On the porch he cocked his head. The sounds were coming from the yard, maybe the woods beyond. Maybe it wasn’t the girl at all. Then he saw the gray PVC pipe standing in the middle of the field. That was where it was coming from. The vent pipe carried not just the girl’s exhalations but her cries as well.

She had a set of lungs on her. By now you’d think she would have given up.

He was grateful she was buried so deep.

When Dragomir had first come up with the idea of putting her in the ground, it seemed a stroke of pure genius. After all, the Client’s intelligence had turned up a psychiatrist’s file indicating the target was afflicted with a debilitating claustrophobia.

Of course, the terror of being buried alive was deep-seated and universal and held a coercive power far beyond any conventional kidnapping technique.

But that wasn’t his real reason.

Buried ten feet down she was safely beyond his reach.

If the girl had been under his direct control and easily accessible, like some irresistible pastry in the refrigerator, he wouldn’t have been able to restrain himself from doing things to her. He would rape her and kill her as he’d done to so many other pretty young women. He’d never have been able to stop the impulse. That wouldn’t do at all.

He recalled the puppy he’d been given as a boy, how much he loved its softness, its fragility. But how could you truly appreciate such fragility without crushing its tiny bones? Very nearly impossible to resist.

Burying her deep was like putting a lock on the refrigerator.

He was listening so hard, with such fascination, to the mewling, faint as a radio station that hadn’t been fully tuned in, that he almost didn’t hear the far louder crunch of a car’s tires on the dirt road out front. If that was the neighbor again, still looking for his damned mongrel, he would have to do something about it finally.

Back in the house, he strode to the front and looked out the window. A police cruiser, dark blue with white lettering: PINE RIDGE POLICE.

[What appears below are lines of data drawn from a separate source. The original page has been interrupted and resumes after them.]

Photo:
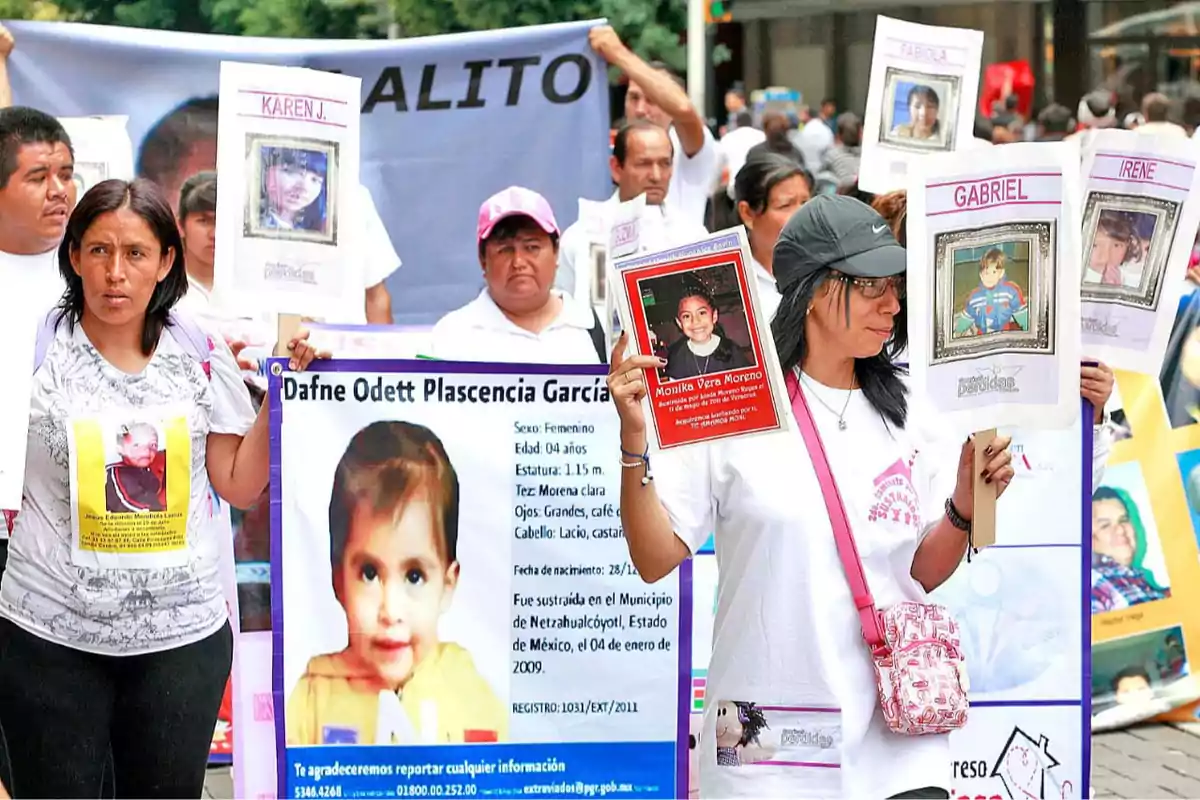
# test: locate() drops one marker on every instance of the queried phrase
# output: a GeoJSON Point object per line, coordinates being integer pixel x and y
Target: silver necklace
{"type": "Point", "coordinates": [841, 417]}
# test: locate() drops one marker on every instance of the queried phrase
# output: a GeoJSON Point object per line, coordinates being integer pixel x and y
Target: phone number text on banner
{"type": "Point", "coordinates": [450, 571]}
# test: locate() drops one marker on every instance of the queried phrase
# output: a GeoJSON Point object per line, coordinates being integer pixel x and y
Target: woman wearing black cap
{"type": "Point", "coordinates": [787, 641]}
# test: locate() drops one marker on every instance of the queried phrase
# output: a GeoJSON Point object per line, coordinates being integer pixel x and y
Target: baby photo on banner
{"type": "Point", "coordinates": [1139, 226]}
{"type": "Point", "coordinates": [994, 286]}
{"type": "Point", "coordinates": [287, 182]}
{"type": "Point", "coordinates": [921, 98]}
{"type": "Point", "coordinates": [696, 307]}
{"type": "Point", "coordinates": [130, 489]}
{"type": "Point", "coordinates": [424, 641]}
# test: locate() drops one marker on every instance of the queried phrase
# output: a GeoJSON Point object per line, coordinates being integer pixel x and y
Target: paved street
{"type": "Point", "coordinates": [1144, 763]}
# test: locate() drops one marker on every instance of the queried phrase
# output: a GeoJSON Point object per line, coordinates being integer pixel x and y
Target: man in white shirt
{"type": "Point", "coordinates": [642, 163]}
{"type": "Point", "coordinates": [37, 193]}
{"type": "Point", "coordinates": [519, 317]}
{"type": "Point", "coordinates": [657, 95]}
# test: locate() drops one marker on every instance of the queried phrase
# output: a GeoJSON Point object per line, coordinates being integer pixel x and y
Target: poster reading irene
{"type": "Point", "coordinates": [695, 313]}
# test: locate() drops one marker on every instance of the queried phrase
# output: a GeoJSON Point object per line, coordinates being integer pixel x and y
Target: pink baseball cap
{"type": "Point", "coordinates": [515, 202]}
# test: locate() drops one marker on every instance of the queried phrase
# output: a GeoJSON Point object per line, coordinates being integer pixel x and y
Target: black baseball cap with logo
{"type": "Point", "coordinates": [839, 233]}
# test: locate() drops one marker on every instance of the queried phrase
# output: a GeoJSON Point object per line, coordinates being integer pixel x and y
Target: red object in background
{"type": "Point", "coordinates": [222, 738]}
{"type": "Point", "coordinates": [1000, 80]}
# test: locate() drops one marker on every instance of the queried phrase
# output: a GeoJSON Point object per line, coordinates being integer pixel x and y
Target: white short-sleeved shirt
{"type": "Point", "coordinates": [694, 179]}
{"type": "Point", "coordinates": [786, 632]}
{"type": "Point", "coordinates": [661, 228]}
{"type": "Point", "coordinates": [479, 331]}
{"type": "Point", "coordinates": [118, 611]}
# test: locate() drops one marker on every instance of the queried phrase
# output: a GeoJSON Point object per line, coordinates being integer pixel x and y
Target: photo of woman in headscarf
{"type": "Point", "coordinates": [705, 348]}
{"type": "Point", "coordinates": [1120, 248]}
{"type": "Point", "coordinates": [923, 104]}
{"type": "Point", "coordinates": [1120, 543]}
{"type": "Point", "coordinates": [293, 190]}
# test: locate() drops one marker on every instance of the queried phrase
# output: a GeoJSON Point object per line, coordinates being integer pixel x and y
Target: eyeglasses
{"type": "Point", "coordinates": [875, 288]}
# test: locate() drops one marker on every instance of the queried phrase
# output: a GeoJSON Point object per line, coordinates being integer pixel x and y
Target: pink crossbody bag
{"type": "Point", "coordinates": [916, 649]}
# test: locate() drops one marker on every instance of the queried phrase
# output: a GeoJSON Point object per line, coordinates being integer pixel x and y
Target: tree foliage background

He didn’t know the town even had its own police force.

A gawky young man got out and gazed at the house with apprehension. He couldn’t have been more than twenty-five. He was tall and scrawny with ears that stuck out like jug handles.

By the time the policeman rang the door buzzer, Dragomir was wearing a long brown mullet wig.

He suspected the policeman was here about the dog. He stood on the front porch, shifting his weight from foot to foot, his long spindly arms hanging awkwardly at his side.

“How’re you doing?” he said. “I’m Officer Kent. Could I ask you a few questions?”